The paper tackles the challenge of object detection and tracking on resource-constrained embedded systems by proposing SkyNet, a hardware-efficient neural network that achieved state-of-the-art results, including 0.731 IoU and 67.33 FPS on a TX2 GPU and 0.716 IoU and 25.05 FPS on an Ultra96 FPGA, while also speeding up trackers by 1.60X to 1.73X with better or similar accuracy.

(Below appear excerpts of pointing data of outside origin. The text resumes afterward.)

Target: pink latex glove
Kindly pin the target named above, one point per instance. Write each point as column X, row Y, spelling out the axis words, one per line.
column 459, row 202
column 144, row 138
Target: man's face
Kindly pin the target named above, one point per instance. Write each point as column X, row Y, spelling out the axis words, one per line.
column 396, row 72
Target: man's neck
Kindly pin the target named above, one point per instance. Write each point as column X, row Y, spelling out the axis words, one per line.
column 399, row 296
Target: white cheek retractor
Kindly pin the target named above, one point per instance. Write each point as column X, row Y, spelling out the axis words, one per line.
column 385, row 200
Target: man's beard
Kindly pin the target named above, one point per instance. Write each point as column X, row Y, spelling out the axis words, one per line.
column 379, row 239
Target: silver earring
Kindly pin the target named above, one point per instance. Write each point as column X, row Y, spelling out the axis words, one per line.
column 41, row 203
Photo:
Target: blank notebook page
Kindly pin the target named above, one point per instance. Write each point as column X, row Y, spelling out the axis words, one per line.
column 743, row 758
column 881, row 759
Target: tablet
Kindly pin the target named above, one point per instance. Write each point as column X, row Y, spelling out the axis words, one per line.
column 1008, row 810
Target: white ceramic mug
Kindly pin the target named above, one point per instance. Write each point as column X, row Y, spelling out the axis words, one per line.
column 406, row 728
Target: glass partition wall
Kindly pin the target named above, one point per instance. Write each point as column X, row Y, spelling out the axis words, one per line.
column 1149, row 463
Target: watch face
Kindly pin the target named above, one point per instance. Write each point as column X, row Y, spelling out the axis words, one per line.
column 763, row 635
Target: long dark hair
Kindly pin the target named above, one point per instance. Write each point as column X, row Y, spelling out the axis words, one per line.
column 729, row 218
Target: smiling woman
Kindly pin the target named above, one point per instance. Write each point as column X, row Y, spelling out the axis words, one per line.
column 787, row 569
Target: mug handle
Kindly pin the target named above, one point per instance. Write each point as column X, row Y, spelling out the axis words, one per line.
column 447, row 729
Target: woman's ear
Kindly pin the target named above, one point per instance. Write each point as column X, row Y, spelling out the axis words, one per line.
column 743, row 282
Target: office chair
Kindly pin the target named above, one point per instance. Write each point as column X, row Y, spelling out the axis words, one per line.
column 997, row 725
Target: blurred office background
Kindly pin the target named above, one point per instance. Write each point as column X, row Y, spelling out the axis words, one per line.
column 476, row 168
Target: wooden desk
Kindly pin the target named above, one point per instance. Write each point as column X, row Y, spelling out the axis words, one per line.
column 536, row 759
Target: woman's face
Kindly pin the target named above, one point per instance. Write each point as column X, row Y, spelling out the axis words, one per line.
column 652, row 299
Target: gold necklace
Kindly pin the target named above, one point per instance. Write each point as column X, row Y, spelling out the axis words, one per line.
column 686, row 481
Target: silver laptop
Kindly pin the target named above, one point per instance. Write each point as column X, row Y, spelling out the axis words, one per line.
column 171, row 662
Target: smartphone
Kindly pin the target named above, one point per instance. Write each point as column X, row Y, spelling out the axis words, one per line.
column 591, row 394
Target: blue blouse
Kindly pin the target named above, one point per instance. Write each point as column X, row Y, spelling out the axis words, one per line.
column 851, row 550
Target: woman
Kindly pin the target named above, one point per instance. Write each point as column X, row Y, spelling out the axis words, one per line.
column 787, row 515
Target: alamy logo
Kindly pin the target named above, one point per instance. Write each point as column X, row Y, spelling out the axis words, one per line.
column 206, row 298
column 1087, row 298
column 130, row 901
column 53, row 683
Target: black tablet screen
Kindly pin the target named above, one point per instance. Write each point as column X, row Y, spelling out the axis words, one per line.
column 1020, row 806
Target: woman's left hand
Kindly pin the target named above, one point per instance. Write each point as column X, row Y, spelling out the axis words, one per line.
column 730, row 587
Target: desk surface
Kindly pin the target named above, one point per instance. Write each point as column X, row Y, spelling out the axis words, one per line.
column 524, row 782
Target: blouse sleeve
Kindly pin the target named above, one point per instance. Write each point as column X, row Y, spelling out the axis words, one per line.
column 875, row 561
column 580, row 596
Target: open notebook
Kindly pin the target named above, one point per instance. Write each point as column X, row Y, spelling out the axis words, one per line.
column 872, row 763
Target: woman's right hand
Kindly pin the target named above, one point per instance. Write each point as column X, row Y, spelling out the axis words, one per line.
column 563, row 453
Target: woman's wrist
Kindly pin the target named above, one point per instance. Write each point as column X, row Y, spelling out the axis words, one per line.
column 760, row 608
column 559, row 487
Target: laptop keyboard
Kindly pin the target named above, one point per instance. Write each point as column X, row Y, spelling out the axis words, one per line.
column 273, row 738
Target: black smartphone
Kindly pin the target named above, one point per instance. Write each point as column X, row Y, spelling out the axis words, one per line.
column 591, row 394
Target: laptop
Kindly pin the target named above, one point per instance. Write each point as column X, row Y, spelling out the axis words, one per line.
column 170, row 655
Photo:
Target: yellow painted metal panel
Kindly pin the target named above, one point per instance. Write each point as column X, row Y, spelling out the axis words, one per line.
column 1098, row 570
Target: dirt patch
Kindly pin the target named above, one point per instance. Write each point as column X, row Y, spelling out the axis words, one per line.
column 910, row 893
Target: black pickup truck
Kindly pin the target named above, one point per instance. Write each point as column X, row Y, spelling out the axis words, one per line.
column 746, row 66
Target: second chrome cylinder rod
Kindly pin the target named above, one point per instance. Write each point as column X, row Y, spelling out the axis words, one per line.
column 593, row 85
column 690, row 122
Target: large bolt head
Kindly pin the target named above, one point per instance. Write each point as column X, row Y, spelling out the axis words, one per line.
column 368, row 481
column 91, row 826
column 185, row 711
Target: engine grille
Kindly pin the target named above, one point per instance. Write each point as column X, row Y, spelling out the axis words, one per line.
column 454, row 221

Object detection and tracking are challenging tasks for resource-constrained embedded systems. While these tasks are among the most compute-intensive tasks from the artificial intelligence domain, they are only allowed to use limited computation and memory resources on embedded devices. In the meanwhile, such resource-constrained implementations are often required to satisfy additional demanding requirements such as real-time response, high-throughput performance, and reliable inference accuracy. To overcome these challenges, we propose SkyNet, a hardware-efficient neural network to deliver the state-of-the-art detection accuracy and speed for embedded systems. Instead of following the common top-down flow for compact DNN (Deep Neural Network) design, SkyNet provides a bottom-up DNN design approach with comprehensive understanding of the hardware constraints at the very beginning to deliver hardware-efficient DNNs. The effectiveness of SkyNet is demonstrated by winning the competitive System Design Contest for low power object detection in the 56th IEEE/ACM Design Automation Conference (DAC-SDC), where our SkyNet significantly outperforms all other 100+ competitors: it delivers 0.731 Intersection over Union (IoU) and 67.33 frames per second (FPS) on a TX2 embedded GPU; and 0.716 IoU and 25.05 FPS on an Ultra96 embedded FPGA. The evaluation of SkyNet is also extended to GOT-10K, a recent large-scale high-diversity benchmark for generic object tracking in the wild. For state-of-the-art object trackers SiamRPN++ and SiamMask, where ResNet-50 is employed as the backbone, implementations using our SkyNet as the backbone DNN are 1.60X and 1.73X faster with better or similar accuracy when running on a 1080Ti GPU, and 37.20X smaller in terms of parameter size for significantly better memory and storage footprint.